In the early 2000s, our institution undertook a pilot study to determine if LCS was feasible under these circumstances. As expected, initial screening exams were positive at a rate significantly higher than the national average (28% of baseline screening exams would have been classified as Lung-RADS 3 or greater). However, in our experience, these initial false positives rarely lead to unnecessary invasive procedures. Granulomas typically show long-term stability or very slow growth in contrast to invasive lung cancer; thus, short-term follow-up can differentiate these entities and significantly curtail the number of benign biopsies. In the pilot study, a follow-up algorithm very similar to the current Lung-RADS guidelines was utilized for small nodules, and nodules greater than 8 mm were managed per tumor board consensus. Using this protocol, no benign biopsies were performed, and no cancers were missed. Our experience in the LCS program has been similar; after 7 years of screening, fewer than 10 invasive procedures have been performed as a result of LCS findings in which lung cancer was not confirmed.

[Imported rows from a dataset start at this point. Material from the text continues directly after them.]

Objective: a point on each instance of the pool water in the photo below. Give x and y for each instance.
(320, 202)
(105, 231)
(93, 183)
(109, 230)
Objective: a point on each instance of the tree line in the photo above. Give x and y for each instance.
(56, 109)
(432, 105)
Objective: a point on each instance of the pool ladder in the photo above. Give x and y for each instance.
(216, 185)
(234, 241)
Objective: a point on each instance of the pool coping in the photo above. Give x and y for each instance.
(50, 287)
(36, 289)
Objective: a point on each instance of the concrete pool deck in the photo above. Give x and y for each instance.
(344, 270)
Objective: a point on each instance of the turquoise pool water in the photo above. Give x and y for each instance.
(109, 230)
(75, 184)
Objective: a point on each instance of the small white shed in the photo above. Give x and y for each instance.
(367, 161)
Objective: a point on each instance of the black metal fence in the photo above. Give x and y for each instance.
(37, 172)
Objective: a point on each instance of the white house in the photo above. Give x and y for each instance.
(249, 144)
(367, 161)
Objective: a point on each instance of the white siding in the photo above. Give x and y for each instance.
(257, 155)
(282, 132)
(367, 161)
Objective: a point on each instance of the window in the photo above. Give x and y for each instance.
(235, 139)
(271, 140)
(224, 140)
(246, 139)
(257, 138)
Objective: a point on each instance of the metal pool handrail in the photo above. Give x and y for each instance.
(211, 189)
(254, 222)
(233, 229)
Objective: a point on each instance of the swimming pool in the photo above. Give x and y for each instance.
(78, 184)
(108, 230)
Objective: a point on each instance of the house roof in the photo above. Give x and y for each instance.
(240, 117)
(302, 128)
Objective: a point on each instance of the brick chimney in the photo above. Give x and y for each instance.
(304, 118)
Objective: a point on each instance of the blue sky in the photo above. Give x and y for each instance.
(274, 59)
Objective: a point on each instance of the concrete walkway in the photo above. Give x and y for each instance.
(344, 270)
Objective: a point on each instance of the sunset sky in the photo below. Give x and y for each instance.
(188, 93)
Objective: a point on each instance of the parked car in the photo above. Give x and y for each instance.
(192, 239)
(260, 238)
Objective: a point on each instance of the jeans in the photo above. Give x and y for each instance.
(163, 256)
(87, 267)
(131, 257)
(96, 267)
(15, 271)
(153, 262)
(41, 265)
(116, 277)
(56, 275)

The possible psychological impact of false-positive results on patients should also be acknowledged. While high-quality studies on this topic are sparse, current literature indicates that screening participants experience temporary distress after a positive or indeterminate result [23], but long-term psychologic outcomes for screened patients versus control are similar [24]. In our experience, proactive communication with the patient tends to mitigate the anxiety associated with a positive exam. Explanation of the typical steps that are required for further workup (short-interval follow-up, additional imaging, etc.) and emphasis on the fact that most positive results do not result in a cancer diagnosis should be included in the shared decision-making process.

Conclusion

Screening high-risk individuals for lung cancer offers the possibility to prevent thousands of deaths each year. Despite recent actions by US public health agencies to increase access, relatively few eligible patients currently undergo screening, and much of this potential remains untapped. Establishing and growing a lung cancer screening program requires cooperation among multiple stakeholders. Critical elements of a successful program include a Program Coordinator who is involved in nearly every step of the screening process, a venue for multidisciplinary decision-making, and an emphasis on patient autonomy.